Утро следующего дня ознаменовалось очередным митингом, который в отсутствие импульсивного Уилла проходил довольно вяло. В очередной раз обсуждалось то, что предстояло еще подготовить к гренландской экспедиции, и распределялись, а точнее, перераспределялись ответственные за каждый конкретный участок работы. Поскольку я ничего практически не понимал, меня повсюду выбирали помощником, и я, в силу своей безотказности, а также осознавая свою высокую миссию как единственного представителя советских полярников, безропотно соглашался. Поскольку я уезжал, решение вопроса о комплектовании моего обмундирования и дополнительного провианта возлагалось на бедолагу Кейзо. Я мысленно уже представил себе примерный состав своего русского дополнительного к американской овсянке меню: шоколад Кондитерской фабрики имени Крупской, сухари из ржаного хлеба и пара бутылок сибирской водки.
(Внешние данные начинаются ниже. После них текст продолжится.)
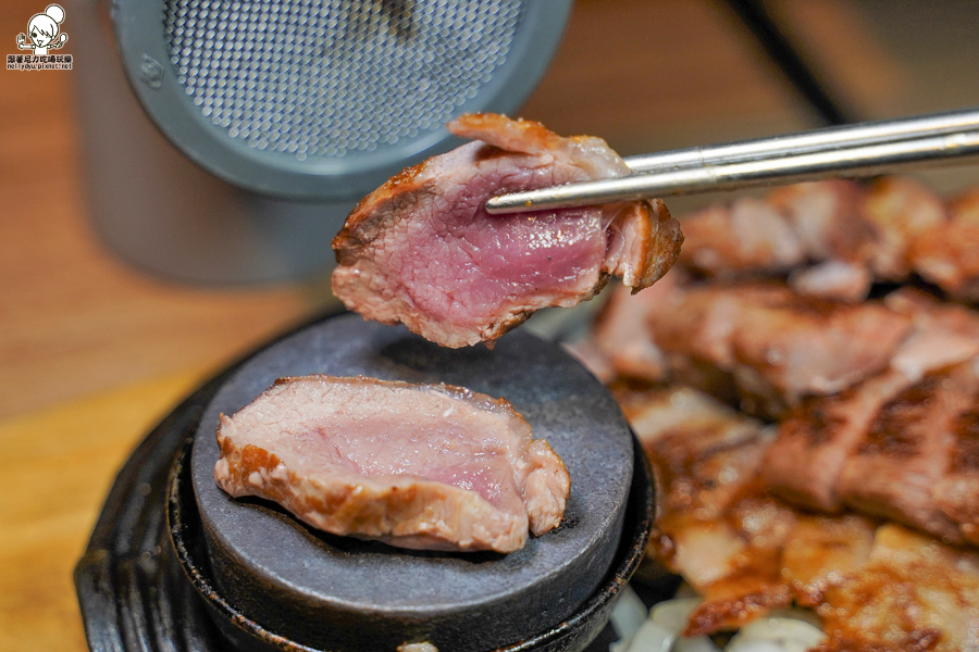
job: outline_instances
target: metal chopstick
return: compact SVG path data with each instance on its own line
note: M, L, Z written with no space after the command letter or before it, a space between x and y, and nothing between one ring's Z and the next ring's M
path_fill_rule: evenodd
M707 164L741 163L771 156L809 154L833 149L910 140L956 131L979 129L979 109L932 113L916 117L829 127L772 138L740 140L708 147L629 156L625 164L634 173L666 172Z
M867 126L857 125L850 128L859 129ZM844 129L846 128L821 131L838 133ZM797 136L807 137L818 133ZM834 134L833 138L835 137ZM781 154L784 150L769 149L742 162L727 162L724 159L719 163L709 160L701 163L691 161L685 164L673 164L664 172L515 192L491 199L486 202L486 210L493 214L523 213L839 176L870 176L979 160L979 128L858 147L843 147L842 142L844 141L835 140L832 147L825 147L822 151L813 153L784 155ZM761 148L760 145L754 147ZM672 155L672 152L668 154ZM649 158L652 156L643 156L645 160Z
После слегка утомившей своей бесконечностью и непонятностью утренней сессии мы с Кейзо практически наперегонки рванули к собакам. Погода была чудесной: солнце, мороз минус 15 – что еще нужно стосковавшимся за выходные погонщикам и собакам! Однако собачий энтузиазм я явно недооценил: упряжка понесла во весь опор, собаки бежали легко и играючи, причем во время этих игр Чубаки ухитрился перекусить поводок Кавиа, и тот оказался в губительном для собачьей дисциплины полусвободном полете. Как назло, нашу трассу перебежала белка, псы буквально осатанели и, движимые одним мощным порывом, перешли в аллюр. Коротконогий и слегка неуклюжий Кавиа не справился с предложенным упряжкой темпом и был подмят остальными собаками. Мне стоило огромных усилий остановить упряжку практически уже на самом спуске к озеру. Я извлек откуда-то из-под снега глотнувшего воздуха свободы перепуганного Кавиа и водрузил его на законное место. Вечером, когда мы, привязав собак, собрались в кают-компании в предвкушении ужина, Реймонд повторил подвиг старшего собрата по упряжке Чубаки и перекусил доглайн, отпустив на волю сразу пятерых собак. Пришлось на время отложить вожделенный ужин и заняться поимкой и примерным наказанием беглецов.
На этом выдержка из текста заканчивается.